Justin Trudeau wins narrow victory for second term

Toronto, Canada:Justin Trudeau won a second term as Canada’s prime minister in an election seen as a referendum on the Liberal leader and his four-year-old government after a series of scandals.

After polls closed, Canadian broadcasters declared a Liberal minority government, which means Trudeau will have to work with other parties in order to govern.

“You did it, my friends. Congratulations,” Trudeau, 47, told supporters in Montreal early on Tuesday. “From coast to coast to coast, tonight Canadians rejected division and negativity. They rejected cuts and austerity, and they voted in favour of a progressive agenda and strong action on climate change.”

As of 11:30pm EST on Monday (03:30 GMT Tuesday), the Liberals had won 158 seats, significantly fewer than the 184 seats the party secured in 2015.

In 2015, Trudeau was the “change” candidate, backed by Canadians who were tired of nearly a decade of Conservative rule. But in the last year, he has been dogged by scandals that chipped away at his credibility, including revelations he once wore blackface.

Canada’s parliament has 338 seats, and the party that wins the majority of those seats – 170 or more – automatically forms the government and can easily pass legislation. If no party wins a majority, the parties must team up.

It is unclear which party the Liberals would join forces with to govern, with negotiations set to take place over the coming days.

The vote showed a deeply divided country with the defeated Conservatives winning the popular vote, while a resurgent separatist Bloc Quebecois made big strides in the mainly French-speaking province of Quebec.

The projected results showed the Conservatives, led by Andrew Scheer, forming Canada’s official opposition party. The Conservatives were on track for 122 seats compared with 99 in 2015.

During the campaign, Scheer, 40, said his government would “treat taxpayer dollars wisely”, cut income taxes, and balance the budget within five years.
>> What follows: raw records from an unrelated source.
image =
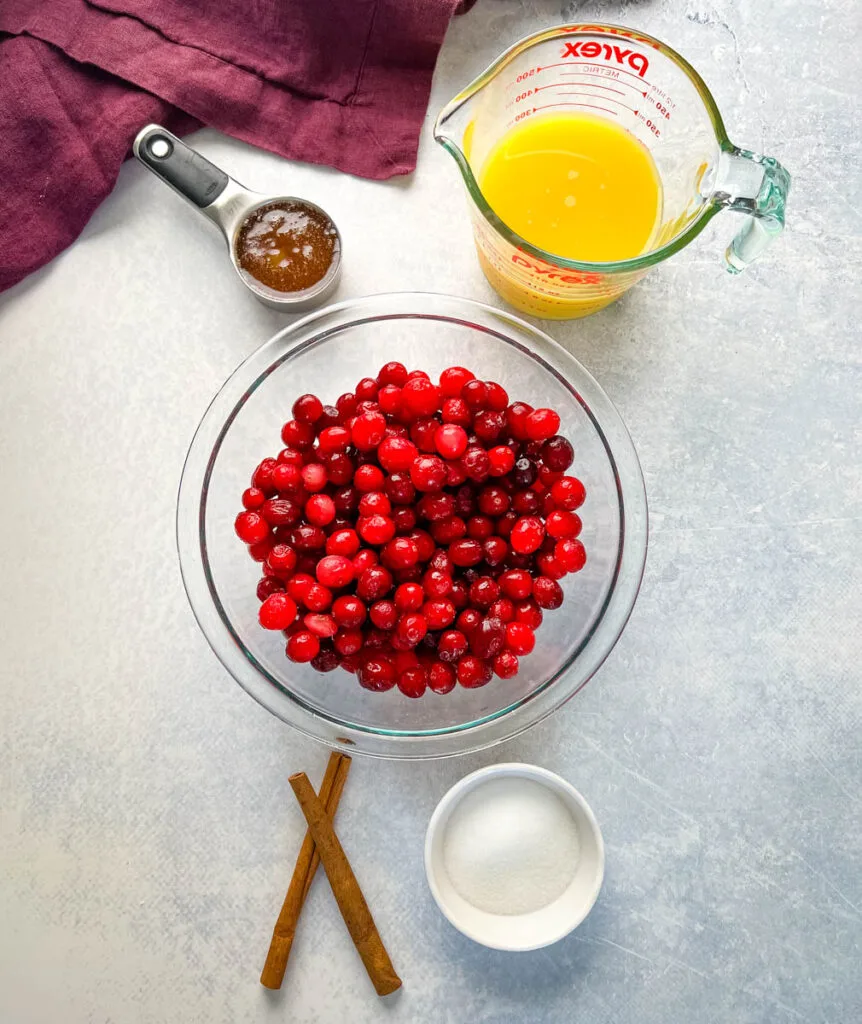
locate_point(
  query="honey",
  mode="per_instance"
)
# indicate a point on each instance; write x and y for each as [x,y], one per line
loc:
[287,245]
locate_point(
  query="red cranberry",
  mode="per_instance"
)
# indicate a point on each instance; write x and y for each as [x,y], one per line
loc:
[348,611]
[501,460]
[343,542]
[253,498]
[466,552]
[376,529]
[570,554]
[396,454]
[376,672]
[473,672]
[335,570]
[547,592]
[321,626]
[440,678]
[296,434]
[384,614]
[527,535]
[399,488]
[450,440]
[420,397]
[457,411]
[475,393]
[267,586]
[428,473]
[506,665]
[302,646]
[438,613]
[327,659]
[375,583]
[368,478]
[453,380]
[319,510]
[276,612]
[251,527]
[392,373]
[413,682]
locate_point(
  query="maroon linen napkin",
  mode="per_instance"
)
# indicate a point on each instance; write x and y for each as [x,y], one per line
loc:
[337,82]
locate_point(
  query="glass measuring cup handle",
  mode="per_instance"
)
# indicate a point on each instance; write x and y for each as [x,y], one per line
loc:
[758,186]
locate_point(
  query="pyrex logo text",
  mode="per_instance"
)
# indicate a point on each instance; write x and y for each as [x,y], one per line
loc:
[591,50]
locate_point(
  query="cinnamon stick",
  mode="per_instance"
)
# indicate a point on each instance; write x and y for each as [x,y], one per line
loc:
[346,889]
[306,865]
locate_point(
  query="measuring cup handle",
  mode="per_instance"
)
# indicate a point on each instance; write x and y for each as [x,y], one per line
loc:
[758,186]
[181,167]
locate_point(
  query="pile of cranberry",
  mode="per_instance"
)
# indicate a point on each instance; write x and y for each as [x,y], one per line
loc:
[414,532]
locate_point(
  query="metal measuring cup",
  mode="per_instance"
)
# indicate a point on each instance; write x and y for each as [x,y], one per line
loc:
[227,205]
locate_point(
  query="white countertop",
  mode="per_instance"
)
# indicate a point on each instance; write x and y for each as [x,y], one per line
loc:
[147,829]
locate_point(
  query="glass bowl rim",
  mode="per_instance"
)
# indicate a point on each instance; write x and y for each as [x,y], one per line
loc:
[291,708]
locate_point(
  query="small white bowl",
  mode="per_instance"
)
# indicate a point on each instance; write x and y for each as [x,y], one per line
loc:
[522,931]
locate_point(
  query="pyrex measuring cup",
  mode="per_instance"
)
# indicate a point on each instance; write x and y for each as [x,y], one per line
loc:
[645,87]
[228,205]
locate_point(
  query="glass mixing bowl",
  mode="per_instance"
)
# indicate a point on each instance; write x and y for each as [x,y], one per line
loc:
[326,353]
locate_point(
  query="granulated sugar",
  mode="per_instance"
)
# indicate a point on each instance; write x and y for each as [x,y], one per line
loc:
[511,846]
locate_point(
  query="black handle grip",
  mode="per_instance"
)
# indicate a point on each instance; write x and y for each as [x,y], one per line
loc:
[184,169]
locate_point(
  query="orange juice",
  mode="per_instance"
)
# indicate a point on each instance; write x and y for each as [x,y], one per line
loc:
[575,185]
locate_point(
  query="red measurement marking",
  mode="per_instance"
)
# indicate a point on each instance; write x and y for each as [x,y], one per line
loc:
[592,107]
[594,64]
[596,85]
[584,74]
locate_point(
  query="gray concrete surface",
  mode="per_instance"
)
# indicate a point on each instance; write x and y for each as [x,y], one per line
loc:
[147,826]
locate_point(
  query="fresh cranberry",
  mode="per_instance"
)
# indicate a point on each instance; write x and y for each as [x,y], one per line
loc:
[396,454]
[440,678]
[251,527]
[335,570]
[420,397]
[506,665]
[501,460]
[384,614]
[302,646]
[392,373]
[368,430]
[488,426]
[276,612]
[368,478]
[348,641]
[457,411]
[527,535]
[253,498]
[282,559]
[494,550]
[466,552]
[453,380]
[497,397]
[268,585]
[307,409]
[570,554]
[299,435]
[321,626]
[376,672]
[399,488]
[547,592]
[450,440]
[428,473]
[438,613]
[376,529]
[343,542]
[348,611]
[375,583]
[319,510]
[473,672]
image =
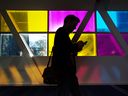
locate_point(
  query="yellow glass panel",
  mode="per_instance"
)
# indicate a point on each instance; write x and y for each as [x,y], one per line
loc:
[51,42]
[29,20]
[3,26]
[16,75]
[88,50]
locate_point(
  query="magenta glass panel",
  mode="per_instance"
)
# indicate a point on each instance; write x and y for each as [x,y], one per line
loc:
[56,19]
[125,37]
[107,46]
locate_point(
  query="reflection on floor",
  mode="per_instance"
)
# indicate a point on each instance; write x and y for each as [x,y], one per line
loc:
[91,90]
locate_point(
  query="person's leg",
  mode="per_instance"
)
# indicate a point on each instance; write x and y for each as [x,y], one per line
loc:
[74,86]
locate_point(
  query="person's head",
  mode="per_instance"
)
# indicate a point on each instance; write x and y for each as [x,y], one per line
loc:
[70,22]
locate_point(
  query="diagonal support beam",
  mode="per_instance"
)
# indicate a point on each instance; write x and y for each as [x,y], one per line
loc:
[114,30]
[18,38]
[84,22]
[23,46]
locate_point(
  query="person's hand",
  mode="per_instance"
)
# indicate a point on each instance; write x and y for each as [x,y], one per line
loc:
[80,45]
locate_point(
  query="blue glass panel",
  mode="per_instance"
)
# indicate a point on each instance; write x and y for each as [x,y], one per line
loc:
[101,25]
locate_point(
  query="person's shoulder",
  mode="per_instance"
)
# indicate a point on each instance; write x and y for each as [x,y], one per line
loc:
[60,30]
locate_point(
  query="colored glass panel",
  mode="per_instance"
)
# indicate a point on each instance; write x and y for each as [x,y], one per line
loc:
[56,19]
[8,45]
[101,25]
[120,19]
[90,48]
[37,43]
[107,46]
[29,21]
[3,26]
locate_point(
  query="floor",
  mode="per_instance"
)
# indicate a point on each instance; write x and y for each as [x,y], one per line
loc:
[91,90]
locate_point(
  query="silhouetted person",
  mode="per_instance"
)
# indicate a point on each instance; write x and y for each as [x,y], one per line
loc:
[64,57]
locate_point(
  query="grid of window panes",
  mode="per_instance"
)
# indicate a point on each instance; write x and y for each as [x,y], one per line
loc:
[38,28]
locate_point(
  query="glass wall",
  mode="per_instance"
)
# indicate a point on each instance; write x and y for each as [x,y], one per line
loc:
[38,28]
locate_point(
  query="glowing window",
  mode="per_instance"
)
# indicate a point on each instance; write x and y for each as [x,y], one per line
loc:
[37,43]
[3,25]
[107,46]
[29,21]
[88,50]
[56,19]
[120,19]
[8,45]
[101,25]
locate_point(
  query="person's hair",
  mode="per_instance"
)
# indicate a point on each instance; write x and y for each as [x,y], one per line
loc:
[71,18]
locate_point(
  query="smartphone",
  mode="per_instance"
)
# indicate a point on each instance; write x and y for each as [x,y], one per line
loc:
[85,42]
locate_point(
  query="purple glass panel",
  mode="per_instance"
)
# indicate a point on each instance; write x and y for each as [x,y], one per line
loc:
[125,37]
[107,46]
[56,19]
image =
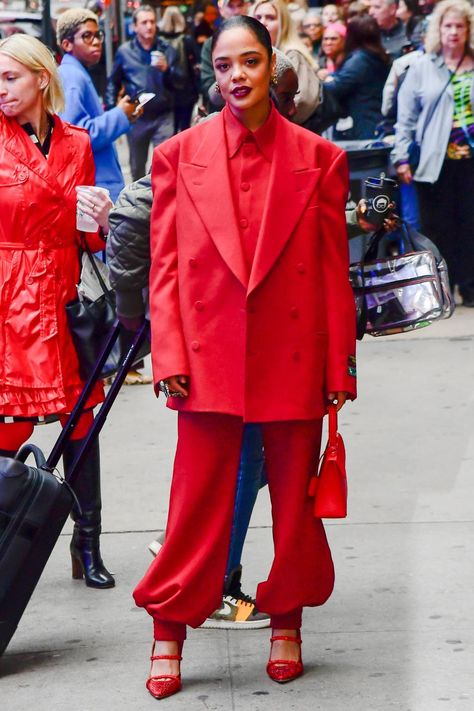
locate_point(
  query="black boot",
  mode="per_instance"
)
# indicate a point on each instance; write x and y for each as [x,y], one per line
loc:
[85,550]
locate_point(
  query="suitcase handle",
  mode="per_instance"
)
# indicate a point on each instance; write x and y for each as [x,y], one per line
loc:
[101,416]
[27,449]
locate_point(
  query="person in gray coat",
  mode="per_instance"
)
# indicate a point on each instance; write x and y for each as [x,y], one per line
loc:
[436,112]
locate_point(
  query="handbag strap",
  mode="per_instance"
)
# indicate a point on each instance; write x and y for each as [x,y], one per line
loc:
[332,426]
[436,103]
[86,249]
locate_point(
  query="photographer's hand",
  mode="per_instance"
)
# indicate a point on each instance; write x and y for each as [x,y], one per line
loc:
[404,173]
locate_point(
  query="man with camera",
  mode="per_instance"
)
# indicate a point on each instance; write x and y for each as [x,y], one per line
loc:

He also said he would cancel Trudeau’s carbon pricing plan, which he said was costing people too much money, even though there was a rebate.

Before the election, the NDP led by Jagmeet Singh was projected to see a “Singh surge”, but on election night the count showed the party in the mid-20s from 44 seats in 2015.

Singh thanked his campaign team and his district for re-electing him.

Trudeau, who took power in 2015 as a charismatic figure promising “sunny ways,” saw his popularity drop over old photos of him in blackface and his handling of a corporate corruption case. He will now have to rely on the New Democratic Party (NDP) to push through key legislation.

Although the NDP had a disappointing night, with the 24 seats it had won or was leading in down sharply from the 2015 election when it won 44, the party could exercise significant influence over Trudeau’s next government.